One had to be careful to avoid blooms of carrion rafflesia flowers that mimicked rotting meat to attract carnivorous flies and beetles and duck away from opalescent snakes flashing with rapidly changing colour patterns that help them to blend in with the bright blues and greens of the forest, letting them stay hidden until prey came within range.

However, the vortex had driven most hunters and hunted to their lairs and nests. Yet despite its ferocious reputation and the continual lashing of the storm above, the forests of Dunia were a sheltered refuge for those who cherished it.

The planet nurtured its charges and protected them from harm, as it had done for hundreds of millions of years. So even as screeching gales and gusts bombarded the canopy, the vines far below parted, and paths appeared mysteriously, creating safe passage for the two women running through its moisture-laden clades towards Enclave Zulu One.

Onboard an unidentified ship, above Dunia

The Proxima Technocracy would have prevailed if it hadn’t been for their vast underestimation of Dunia’s sentient powers.

Especially of its unwavering guardianship over its precious ecology and inhabitants.

One day, the twin suns above the magnificent planet shone, and the air teemed with optimism and possibility.

The next day, torrential rain, howling storms and waves of relentless hurricanes were pummelling the ground, especially on the southern continent where the interlopers had first landed, for what they thought was a sure-fire invasion.

Large plate-sized salvos of hail flung horizontally from drenched skies slammed into every obstacle in its way. With such great force, it obliterated power suits, sheering off armour and turning the ground beneath into a never-ending boggy swamp.
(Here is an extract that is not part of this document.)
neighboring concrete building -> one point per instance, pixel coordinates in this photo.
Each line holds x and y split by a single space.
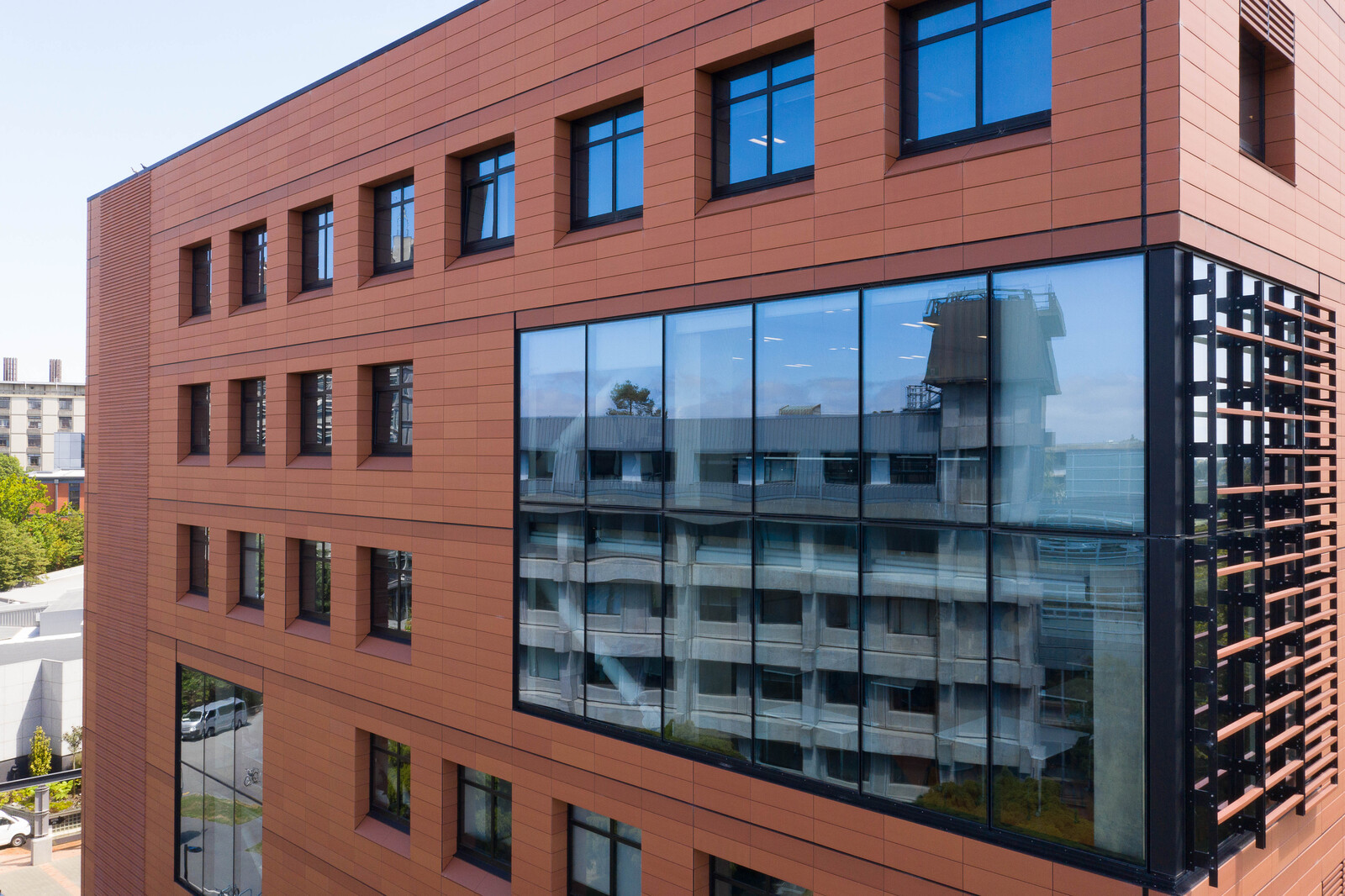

The storm reduced visibility to zero; radio comms turned to static and bionic musculature to mush. The Technocracy’s invincible interceptors and rattlers became weak as gnats against the prevailing winds and devastating lightning, crashing into prismatic mountainsides in large explosions that lit up the nightmare scenes.

Even the far north desert tundra fell victim to the high winds that whipped sand into sheets of devastation. Wisely, the few creatures that made up the arid biosphere retreated into caves and holes carved into the ancient rock.

Despite their firepower and metal might, the invaders’ soldiers, also known as the crats, fell in the thousands.

Then inexplicably, the interceptors retreated from the planet and docked back with the armada.

In the stratospheric space above Dunia, The Technocracy’s armada streaked away one by one into FTL flight. They vanished with a wink as they raced back to the Omega IAZL System and their gleaming silver-plated habitat that hovered around the vibrating exoplanet HD 638974 b.

However, not all of The Technocracy ships left the system. Three capital cruisers remained, hovering in orbit.